A Comparative Study of Organized Crime

             The influence of organized crime in the world and the United States is a phenomenon that has become the focus of numerous research studies. One of the central reasons for this is that in the age of rapid information access, increased travel and the dissolution of strict boundaries between nations, organized crime has become more prevalent and has access to improved communications facilities. As Louise Shelley, Director of the Transnational Crime and Corruption Center (TraCCC) stresses, contemporary organized crime has assumed a particularly 21st century importance. .

             Transnational organized crime will be one of the major problems facing policy makers in the 21st century. It will be a defining issue of the 21st century as the Cold War was for the 20th century and Colonialism was for the 19th. No area of international affairs will remain untouched as political and economic systems and the social fabric of many countries will deteriorate under the increasing financial power of international organized crime groups.

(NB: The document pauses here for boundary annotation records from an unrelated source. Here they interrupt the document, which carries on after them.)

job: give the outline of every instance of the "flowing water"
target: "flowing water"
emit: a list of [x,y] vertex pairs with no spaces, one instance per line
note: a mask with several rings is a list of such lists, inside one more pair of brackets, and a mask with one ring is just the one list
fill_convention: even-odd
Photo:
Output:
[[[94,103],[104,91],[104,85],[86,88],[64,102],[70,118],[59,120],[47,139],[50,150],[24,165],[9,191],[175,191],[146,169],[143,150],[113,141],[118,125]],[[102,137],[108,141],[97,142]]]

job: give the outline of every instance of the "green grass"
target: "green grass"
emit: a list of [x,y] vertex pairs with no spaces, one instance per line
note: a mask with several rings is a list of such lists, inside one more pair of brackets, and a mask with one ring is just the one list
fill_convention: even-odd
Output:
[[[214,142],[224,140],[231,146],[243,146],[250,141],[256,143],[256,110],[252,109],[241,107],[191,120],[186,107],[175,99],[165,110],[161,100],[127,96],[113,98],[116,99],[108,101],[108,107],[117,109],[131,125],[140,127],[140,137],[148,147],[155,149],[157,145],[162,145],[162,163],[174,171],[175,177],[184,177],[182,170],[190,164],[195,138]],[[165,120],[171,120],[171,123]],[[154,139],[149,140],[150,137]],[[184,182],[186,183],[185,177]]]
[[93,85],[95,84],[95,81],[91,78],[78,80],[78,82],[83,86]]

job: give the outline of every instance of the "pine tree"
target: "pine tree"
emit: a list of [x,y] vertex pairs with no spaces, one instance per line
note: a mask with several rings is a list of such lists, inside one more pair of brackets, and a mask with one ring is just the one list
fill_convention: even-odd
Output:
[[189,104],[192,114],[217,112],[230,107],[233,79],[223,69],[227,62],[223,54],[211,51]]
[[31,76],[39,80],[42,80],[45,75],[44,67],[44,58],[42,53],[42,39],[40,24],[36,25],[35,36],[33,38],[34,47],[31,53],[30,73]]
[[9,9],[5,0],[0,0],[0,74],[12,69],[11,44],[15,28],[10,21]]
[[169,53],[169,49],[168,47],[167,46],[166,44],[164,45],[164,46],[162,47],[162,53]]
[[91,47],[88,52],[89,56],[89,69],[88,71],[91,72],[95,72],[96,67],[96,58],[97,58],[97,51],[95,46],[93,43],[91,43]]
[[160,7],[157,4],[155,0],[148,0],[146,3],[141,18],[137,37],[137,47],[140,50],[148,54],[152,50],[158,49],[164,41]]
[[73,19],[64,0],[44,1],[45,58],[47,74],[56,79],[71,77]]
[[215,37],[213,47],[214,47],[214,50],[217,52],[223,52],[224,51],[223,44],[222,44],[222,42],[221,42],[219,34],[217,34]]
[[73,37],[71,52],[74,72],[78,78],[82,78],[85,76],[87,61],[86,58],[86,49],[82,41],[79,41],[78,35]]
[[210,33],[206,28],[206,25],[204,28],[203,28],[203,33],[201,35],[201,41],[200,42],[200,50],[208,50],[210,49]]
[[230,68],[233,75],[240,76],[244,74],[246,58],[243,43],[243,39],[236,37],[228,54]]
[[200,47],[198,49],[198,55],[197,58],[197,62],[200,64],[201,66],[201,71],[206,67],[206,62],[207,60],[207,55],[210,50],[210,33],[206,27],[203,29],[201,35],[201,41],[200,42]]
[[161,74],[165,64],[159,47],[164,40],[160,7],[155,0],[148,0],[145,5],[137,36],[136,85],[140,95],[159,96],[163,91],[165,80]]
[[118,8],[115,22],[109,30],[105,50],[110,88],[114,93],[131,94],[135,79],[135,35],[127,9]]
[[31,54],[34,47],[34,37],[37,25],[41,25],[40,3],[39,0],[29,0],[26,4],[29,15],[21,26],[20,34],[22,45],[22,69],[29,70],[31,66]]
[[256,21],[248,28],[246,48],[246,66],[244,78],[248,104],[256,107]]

             (CRIMINAL JUSTICE RESOURCES: Organized Crime).

             At present there is no one definitive and comprehensive theory that deals with organized crime. (Handbook of Organized Crime in the United States, 246) One activity based view of organized crime is as follows.".organized crime would comprise all criminal acts that are not impulsive or spontaneous. From an organization-oriented point of view, organized crime would refer to all criminals who do not operate in complete social isolation." ( von Lampe, K. ).

             There are according to general consensus three main aspects which identify modern organized crime and that play a consistently important role in understanding the phenomenon of organized crime in the Untied States. These are the dimensions of ethnicity, conspiracy, and enterprise. (Handbook of Organized Crime in the United States, 246) .

             One of the most important aspects that have become an endemic part of the profile of organized crime in the United States is ethnicity.